August In The Water
Prolongeant une quête spirituelle et, comme il le dit lui même, "l’introspection de sa part féminine", Sogo Ishii tourne le dos au nihilisme de ses oeuvres de jeunesse pour un poème envoûtant, aux vertus quasi thérapeutiques. A l’image du thriller esthétisant Angel Dust, il s’intéresse de nouveau aux pouvoirs paranormaux d’êtres dont les tourments intérieurs, sont souvent le prolongement d’un mal être ambiant.

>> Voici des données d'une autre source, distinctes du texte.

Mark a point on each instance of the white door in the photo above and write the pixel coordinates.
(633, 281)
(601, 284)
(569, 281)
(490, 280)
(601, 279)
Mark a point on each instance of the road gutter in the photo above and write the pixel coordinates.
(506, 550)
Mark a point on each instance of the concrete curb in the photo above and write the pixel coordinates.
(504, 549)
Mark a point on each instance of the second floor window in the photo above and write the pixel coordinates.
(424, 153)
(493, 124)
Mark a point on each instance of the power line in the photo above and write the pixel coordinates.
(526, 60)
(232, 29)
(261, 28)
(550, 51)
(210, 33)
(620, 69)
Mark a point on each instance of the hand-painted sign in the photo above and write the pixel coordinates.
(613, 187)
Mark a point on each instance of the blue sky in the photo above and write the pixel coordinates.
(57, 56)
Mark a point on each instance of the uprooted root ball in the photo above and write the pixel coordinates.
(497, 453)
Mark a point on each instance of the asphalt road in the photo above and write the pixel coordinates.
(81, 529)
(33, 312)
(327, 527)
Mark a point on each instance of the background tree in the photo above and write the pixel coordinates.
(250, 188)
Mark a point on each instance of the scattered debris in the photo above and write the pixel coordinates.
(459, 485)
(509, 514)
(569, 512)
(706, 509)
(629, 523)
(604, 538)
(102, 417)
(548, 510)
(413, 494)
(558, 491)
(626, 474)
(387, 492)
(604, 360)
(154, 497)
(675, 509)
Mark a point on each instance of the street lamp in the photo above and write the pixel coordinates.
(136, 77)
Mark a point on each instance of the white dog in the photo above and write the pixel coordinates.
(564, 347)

L’arrivée au lycée d’une nouvelle fille championne de plongeon, Izumi, coïncide avec la tombée de deux météorites sur la ville de Fukuoka. En proie à une sécheresse sans précédent, la ville est aussi victime d’une mystérieuse maladie, liée aux bouleversements cosmiques en cours. Le bouillonnant Ukiya et le réservé Mao, deux amis du lycée, s’intéressent à Izumi et semblent fascinés par ses prouesses aquatiques. Alors que Mao tombe sous le charme sans l’avouer, Ukiya a le coup de foudre et s’empresse de demander à son amie Miki, experte en analyse de signes astrologiques, de deviner leur compatibilité. Miki apprend à regret qu’ils sont opposés, mais découvre qu’Izumi possède un signe aux particularités uniques.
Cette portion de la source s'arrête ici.